16   Commentaires Laisser un commentaire ?

Clara

Je suis en désaccord avec toi sur tellement de points ! (Je ne vais pas tous les lister.)

Oui la péridurale peut parfois affaiblir les contractions ou les espacées mais la douleur et la crispation peuvent aussi ralentir le travail ! Ce n’est donc pas vraiment un argument contre (ou pour) pour moi.

Si on accouche dans une maternité correcte, il est tout a fait possible de bouger avec la péri. On peut marcher, aller aux toilettes, se mettre sur le ballon, à 4 pattes… et accoucher dans la position que l’on veut. Et une fois la péri interrompue, on peut se relever assez vite (premier test 2h après l’accouchement pour moi).
(Et par la même occasion, les bonnes mater nous laissent boire et manger pendant le travail ! Petit coup de gueule pas contre toi.)

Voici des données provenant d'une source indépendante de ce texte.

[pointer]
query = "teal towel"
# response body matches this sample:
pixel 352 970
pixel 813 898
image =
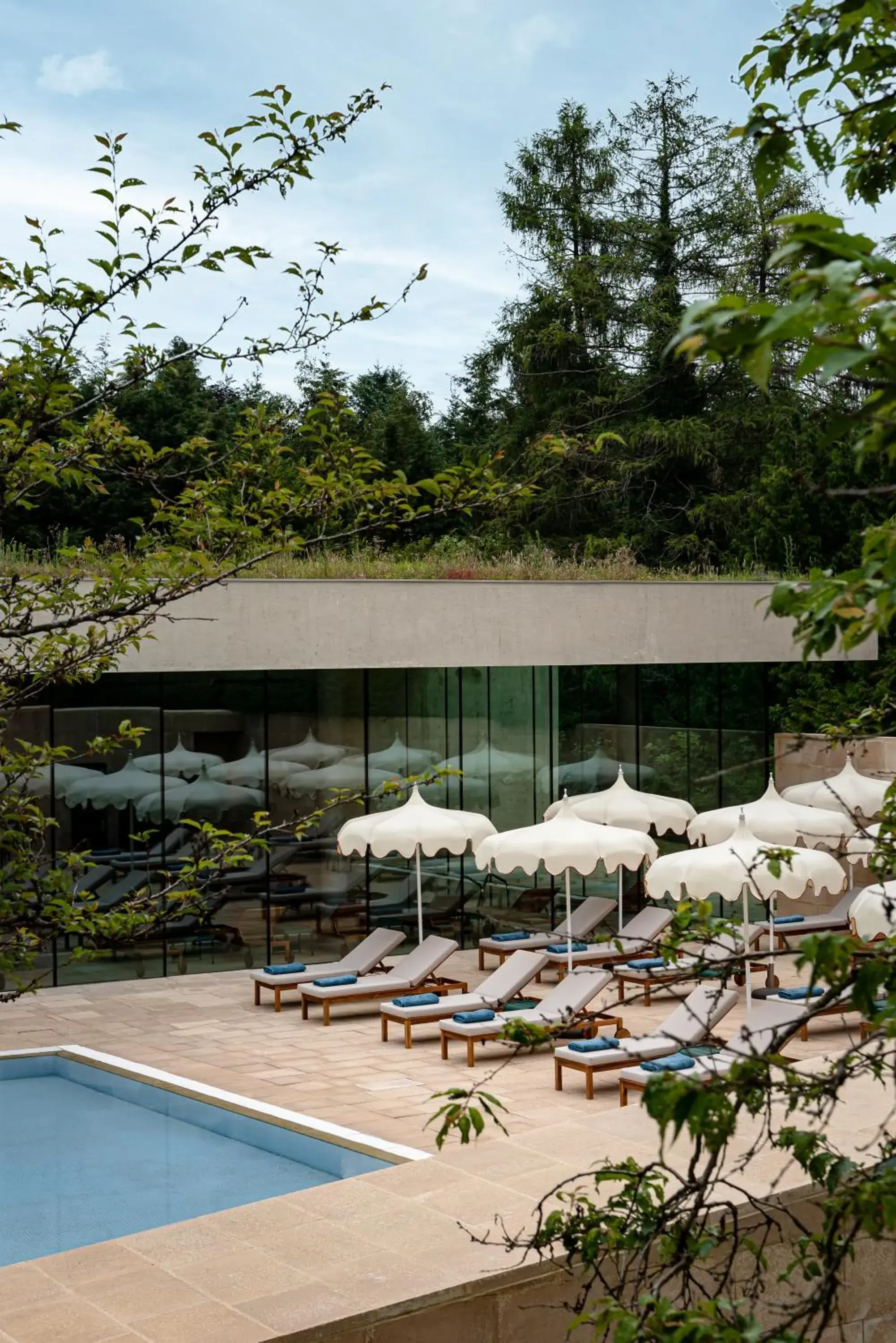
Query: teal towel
pixel 672 1064
pixel 594 1047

Quand au fait que l’accouchement est un acte normal ou naturel, que tous les mammifères y arrivent et donc que ça justifie d’accoucher sans péridurale, je ne te suis pas du tout. Si c’est aussi naturel et normal que cela, pourquoi le faire à l’hôpital ? Et pourquoi lire des livres dessus ou échanger avec d’autres mamans sur l’accouchement ?! Aucun autre mammifère ne fait cela. Elles se contentent de se trouver un coin douillet et d’accoucher, souvent seules, sans préparation ni aide. (Les animaux dans les zoos ne comptant pas.)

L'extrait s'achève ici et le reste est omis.